そっと、夕薙は暁斗の手からHANTを取り、文面を眼で追い、吹き出した。
「はははッ。いかにも甲太郎らしい。《転校生》相手に堂々とカレーパンを持ってこい。だなんてな」
内容はカレーパンが食いたい。誰か俺の望みを叶えてくれる神様はいないものかと言うものだったが、やや表現を遠回しにしたパシリメールだと言う事は、誰の眼から見ても明らかだった。どんな内容かと思いきや、楽しみにしていた暁斗は、先程の宇宙人の比ではない程落ち込む。
「オレ、オレよりも。
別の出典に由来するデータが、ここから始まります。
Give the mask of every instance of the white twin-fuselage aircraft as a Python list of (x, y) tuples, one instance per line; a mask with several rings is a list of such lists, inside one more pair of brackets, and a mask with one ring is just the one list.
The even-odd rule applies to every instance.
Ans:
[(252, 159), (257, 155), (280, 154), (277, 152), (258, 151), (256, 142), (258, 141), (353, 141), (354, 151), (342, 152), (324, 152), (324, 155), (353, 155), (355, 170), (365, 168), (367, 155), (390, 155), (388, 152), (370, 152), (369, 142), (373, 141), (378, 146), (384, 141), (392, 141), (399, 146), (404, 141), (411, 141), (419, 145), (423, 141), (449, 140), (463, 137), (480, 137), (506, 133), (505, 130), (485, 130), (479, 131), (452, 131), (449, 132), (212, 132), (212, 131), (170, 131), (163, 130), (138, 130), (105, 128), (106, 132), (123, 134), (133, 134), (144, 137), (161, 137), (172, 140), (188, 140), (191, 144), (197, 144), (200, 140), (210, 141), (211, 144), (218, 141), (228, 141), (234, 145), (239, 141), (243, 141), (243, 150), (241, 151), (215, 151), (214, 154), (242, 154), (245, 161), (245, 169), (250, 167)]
カレー、パン、かよ……」
「落ち込むな、葉佩。あいつがこんな風にメールを送ってくるのは初めて見るぞ。ちゃんと友達と思われている証拠だと思えば良いじゃないか」
「……」
友達。そう夕薙に宥めれられるように言われ、暁斗は何とか気を持ち直す。うん、そうだよな。最初に比べたら、ちゃんと仲良しになっているよな。
「……そうだな。じゃあオレ、皆守の為にカレーパンを運んでくるよ!」
かけがえのない、友情の為に!! 意気込み、暁斗は夕薙からHANTを取りかえし、教室を駆け足で出ていく。呆気に取られて見送る同級生たち。
夕薙は薄く苦笑いを浮かべ、ふと表情を暗くした。
「−−お前は、何もかも信用しすぎだよ。葉佩」
その呟きは、次第に戻ってきた昼休みの喧噪にかき消された。